Background and Hypothesis:

Rodent studies indicate that dietary ketones can prevent some of the adverse health effects of high dietary salt. As a result, our laboratory is currently conducting a clinical trial to determine whether this effect can be replicated in humans (NCT:05545501). Both salt loading and ketone supplementation can be unpleasant in terms of taste perception and elicit mild gastrointestinal distress. However, our study needs to mask participants to which conditions they receive from each arm of the study. Therefore, we sought to determine whether we are effectively masking participants.

Experimental Design:

Young adults aged 19-35 who were free from cardiovascular disease were randomly assigned and masked to the order of three conditions. The three conditions included a) placebo capsules and placebo drink, b) salt capsules and placebo drink, and c) salt capsules and ketone drink. Taste perception and gastrointestinal surveys were taken after each condition. Taste perception was rated from 1-5 (great to terrible). Gastrointestinal distress was rated as 0-3 (none to severe).

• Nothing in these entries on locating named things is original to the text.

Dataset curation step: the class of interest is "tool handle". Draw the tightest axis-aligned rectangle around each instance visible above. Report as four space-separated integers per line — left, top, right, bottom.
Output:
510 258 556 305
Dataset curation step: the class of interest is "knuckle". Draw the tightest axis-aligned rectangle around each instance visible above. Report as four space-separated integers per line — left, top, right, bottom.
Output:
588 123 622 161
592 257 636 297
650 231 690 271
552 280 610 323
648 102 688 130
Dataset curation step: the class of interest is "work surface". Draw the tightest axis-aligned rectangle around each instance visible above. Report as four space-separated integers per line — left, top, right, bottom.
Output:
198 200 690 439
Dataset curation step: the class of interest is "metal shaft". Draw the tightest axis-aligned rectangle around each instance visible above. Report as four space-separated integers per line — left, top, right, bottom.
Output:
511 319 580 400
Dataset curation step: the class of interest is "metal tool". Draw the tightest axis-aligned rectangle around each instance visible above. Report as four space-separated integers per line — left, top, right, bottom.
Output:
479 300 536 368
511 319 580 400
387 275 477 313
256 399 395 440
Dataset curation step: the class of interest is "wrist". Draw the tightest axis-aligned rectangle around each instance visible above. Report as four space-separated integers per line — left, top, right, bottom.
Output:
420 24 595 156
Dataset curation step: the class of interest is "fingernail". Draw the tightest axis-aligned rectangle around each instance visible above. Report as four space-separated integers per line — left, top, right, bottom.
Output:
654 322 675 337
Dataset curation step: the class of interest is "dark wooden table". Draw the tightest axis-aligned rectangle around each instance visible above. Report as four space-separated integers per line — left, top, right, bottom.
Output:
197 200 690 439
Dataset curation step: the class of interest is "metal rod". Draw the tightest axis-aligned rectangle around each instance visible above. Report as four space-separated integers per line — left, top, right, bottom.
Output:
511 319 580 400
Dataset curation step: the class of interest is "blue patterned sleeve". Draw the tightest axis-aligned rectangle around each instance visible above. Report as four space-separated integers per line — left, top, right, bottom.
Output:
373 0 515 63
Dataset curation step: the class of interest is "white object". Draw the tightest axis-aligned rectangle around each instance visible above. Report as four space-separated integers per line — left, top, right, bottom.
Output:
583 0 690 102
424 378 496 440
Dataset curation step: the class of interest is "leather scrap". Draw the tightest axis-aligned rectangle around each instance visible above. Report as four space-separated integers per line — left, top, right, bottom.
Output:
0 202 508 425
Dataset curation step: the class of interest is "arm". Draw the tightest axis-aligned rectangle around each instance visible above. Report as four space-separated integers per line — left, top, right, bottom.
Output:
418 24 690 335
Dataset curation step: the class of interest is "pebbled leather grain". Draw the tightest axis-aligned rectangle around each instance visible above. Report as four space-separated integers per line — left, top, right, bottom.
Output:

Participants were also asked to guess the condition they were in for each arm of the study.

Results:

After survey collection and data analysis, there were no differences across the three conditions regarding taste perceptions (ps ≥ 0.134) or gastrointestinal distress (ps ≥ 0.224), and there was minimal gastrointestinal distress (average scores of 0 to 1 for nausea, vomiting, bloating, cramping, etc). We found that participants were able to guess the capsule condition correctly 45% of the time and were able to guess the drink condition correctly 39% of the time across the study.

Conclusion and Potential Impact:

The data from this study is important because it tells us that the participants couldn’t correctly guess the arm of the study that they were in. This means that participants were properly masked to the three conditions and that bias will be minimized in our clinical trial.